Having acquired the Stella D’Oro brand in 2006, Brynwood Partners provoked the strike by demanding that wages be cut from $18 to $13 an hour; the elimination of all sick days, a week of vacation and four holidays; and that employees pay a premium on health care. Having failed to force through these take-backs, Brynwood has shut down the bakery and sold the name to Lance, Inc., a snack food maker, which said it will transfer the machinery to a plant in Ashland, Ohio.

Washington state hospital workers hold one-day strike

Several hundred health care workers at Providence St. Peters Hospital in Olympia, Washington carried out a one-day strike October 15 to protest benefit cuts and substandard wage increases. The Service Employees International Union Local 1199NW, which represents housekeepers, dietary nurses, clerks, health unit coordinators, licensed practical nurses and surgical technicians, charges that hospital management is increasing workers’ portion of health care costs that in some cases could double or even triple their burden.

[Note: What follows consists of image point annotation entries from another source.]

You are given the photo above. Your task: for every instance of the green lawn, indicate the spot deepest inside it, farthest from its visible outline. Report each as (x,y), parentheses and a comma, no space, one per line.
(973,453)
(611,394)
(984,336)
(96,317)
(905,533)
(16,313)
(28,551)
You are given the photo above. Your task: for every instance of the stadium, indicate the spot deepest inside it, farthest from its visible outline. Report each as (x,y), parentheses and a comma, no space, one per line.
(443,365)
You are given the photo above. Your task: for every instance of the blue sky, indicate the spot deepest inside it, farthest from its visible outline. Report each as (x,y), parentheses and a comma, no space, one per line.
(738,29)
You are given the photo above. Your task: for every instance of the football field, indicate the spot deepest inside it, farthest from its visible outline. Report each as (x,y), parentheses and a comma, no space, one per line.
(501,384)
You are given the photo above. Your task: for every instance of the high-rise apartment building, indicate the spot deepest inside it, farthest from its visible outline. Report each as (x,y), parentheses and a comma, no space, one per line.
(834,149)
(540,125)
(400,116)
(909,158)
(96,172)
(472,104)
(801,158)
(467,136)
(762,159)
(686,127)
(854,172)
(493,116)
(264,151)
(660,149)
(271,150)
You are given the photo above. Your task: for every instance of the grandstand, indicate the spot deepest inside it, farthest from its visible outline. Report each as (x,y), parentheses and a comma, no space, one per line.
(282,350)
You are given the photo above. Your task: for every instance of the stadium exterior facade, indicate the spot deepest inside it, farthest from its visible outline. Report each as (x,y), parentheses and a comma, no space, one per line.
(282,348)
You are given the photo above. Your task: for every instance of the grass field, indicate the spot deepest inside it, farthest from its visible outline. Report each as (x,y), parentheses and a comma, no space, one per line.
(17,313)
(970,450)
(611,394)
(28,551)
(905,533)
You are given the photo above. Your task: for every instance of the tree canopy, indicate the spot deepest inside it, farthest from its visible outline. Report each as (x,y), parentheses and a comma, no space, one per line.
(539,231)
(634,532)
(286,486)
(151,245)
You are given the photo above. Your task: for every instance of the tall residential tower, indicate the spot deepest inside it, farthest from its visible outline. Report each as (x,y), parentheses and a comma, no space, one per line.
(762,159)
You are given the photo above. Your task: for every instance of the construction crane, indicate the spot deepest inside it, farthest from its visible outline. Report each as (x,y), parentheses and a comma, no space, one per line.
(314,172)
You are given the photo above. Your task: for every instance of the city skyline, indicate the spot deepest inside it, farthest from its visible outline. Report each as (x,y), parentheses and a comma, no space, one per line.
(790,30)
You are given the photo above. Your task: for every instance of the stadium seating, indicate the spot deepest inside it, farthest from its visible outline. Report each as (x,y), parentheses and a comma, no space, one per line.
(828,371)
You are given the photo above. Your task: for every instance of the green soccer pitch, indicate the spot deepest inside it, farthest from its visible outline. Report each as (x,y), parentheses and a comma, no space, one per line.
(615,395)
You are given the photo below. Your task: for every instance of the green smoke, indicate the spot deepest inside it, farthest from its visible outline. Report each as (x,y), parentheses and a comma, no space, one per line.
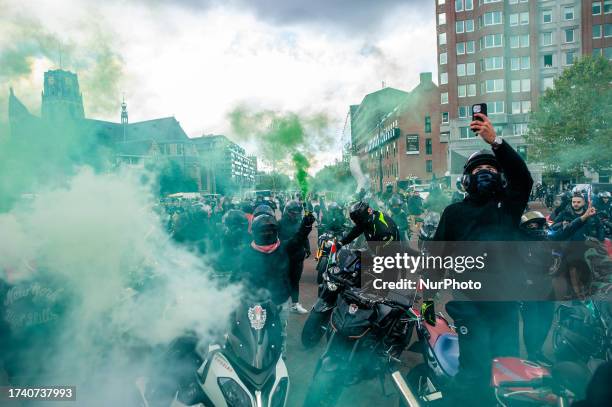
(287,139)
(301,172)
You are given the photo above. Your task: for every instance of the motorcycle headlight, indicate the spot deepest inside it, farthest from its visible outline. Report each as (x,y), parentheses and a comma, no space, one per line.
(278,398)
(235,396)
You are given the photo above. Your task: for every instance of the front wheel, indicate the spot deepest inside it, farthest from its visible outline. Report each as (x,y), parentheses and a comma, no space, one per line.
(321,265)
(325,389)
(313,328)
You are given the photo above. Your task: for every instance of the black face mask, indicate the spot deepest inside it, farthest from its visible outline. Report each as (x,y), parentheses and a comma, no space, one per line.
(484,184)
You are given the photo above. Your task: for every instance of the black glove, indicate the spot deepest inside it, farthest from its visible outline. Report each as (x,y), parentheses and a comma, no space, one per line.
(308,220)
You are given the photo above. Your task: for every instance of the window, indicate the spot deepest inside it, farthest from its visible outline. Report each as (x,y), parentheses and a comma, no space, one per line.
(514,19)
(495,107)
(526,85)
(443,57)
(525,62)
(472,89)
(515,85)
(471,68)
(520,129)
(443,78)
(491,41)
(461,91)
(466,132)
(470,47)
(459,27)
(460,69)
(494,85)
(548,61)
(597,31)
(526,106)
(460,48)
(493,63)
(547,82)
(493,18)
(596,8)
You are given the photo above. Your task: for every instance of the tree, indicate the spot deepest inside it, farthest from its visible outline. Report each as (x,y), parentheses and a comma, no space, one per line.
(571,129)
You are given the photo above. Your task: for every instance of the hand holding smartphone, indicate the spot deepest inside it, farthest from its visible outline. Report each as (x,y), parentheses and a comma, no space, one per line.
(479,108)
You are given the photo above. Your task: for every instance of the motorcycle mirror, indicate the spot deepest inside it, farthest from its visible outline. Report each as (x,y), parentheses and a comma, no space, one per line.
(428,312)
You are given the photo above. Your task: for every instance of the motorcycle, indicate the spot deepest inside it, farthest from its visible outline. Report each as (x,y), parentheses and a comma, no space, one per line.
(245,371)
(367,335)
(428,228)
(343,270)
(515,381)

Workers are also opposed to plans to replace the current pension program that has defined benefits and substitute Individual Retirement Accounts that will be subject to gyrations of the stock market.

The demand for sacrifices by workers comes as the hospital has confirmed earnings of $14.2 million during the first six months of 2009. Contract talks broke off October 5 and no new talks are scheduled.

Forty-month strike broken at Indiana musical instrument factory

Strikers at the Vincent Bach factory in Elkhart, Indiana ended picketing and closed down their strike headquarters last week, bringing to a close their 40-month strike against concessions. On August 4, a legal battle spanning several months over a decertification vote was resolved and replacement workers voted out United Auto Workers Local 364. During the course of the strike, union members clashed with the UAW bureaucracy, which isolated the strike.

The brass musical instrument manufacturer, first established in the 1920s, was purchased in 1993 by two investment bankers, protegés of junk-bond operator Michael Milken. Management would ultimately slash jobs from 450 to 234 while increasing production and boosting profits. In 2006, facing competition from China, management demanded pay cuts of $6 an hour, mandatory overtime and that workers shoulder the burden of increased health care costs.

Canada

Nova Scotia colleges set to strike

Nearly 1,000 instructors at 13 community colleges across the province could be on strike by Tuesday, October 20, if a deal isn’t reached before that deadline.

NDP Premier Darrell Dexter has indicated that the province will not budge from its offer of a 1 percent wage increase while the Nova Scotia Teachers Union (NSTU) is asking for the same deal given to public school teachers, including a 2.9 percent wage increase and improvements to medical benefits.

 

Even though the union has offered to accept binding arbitration, the province has been reluctant to agree to the process, insisting on setting limits in advance. The college instructors have been without a contract since August of 2008.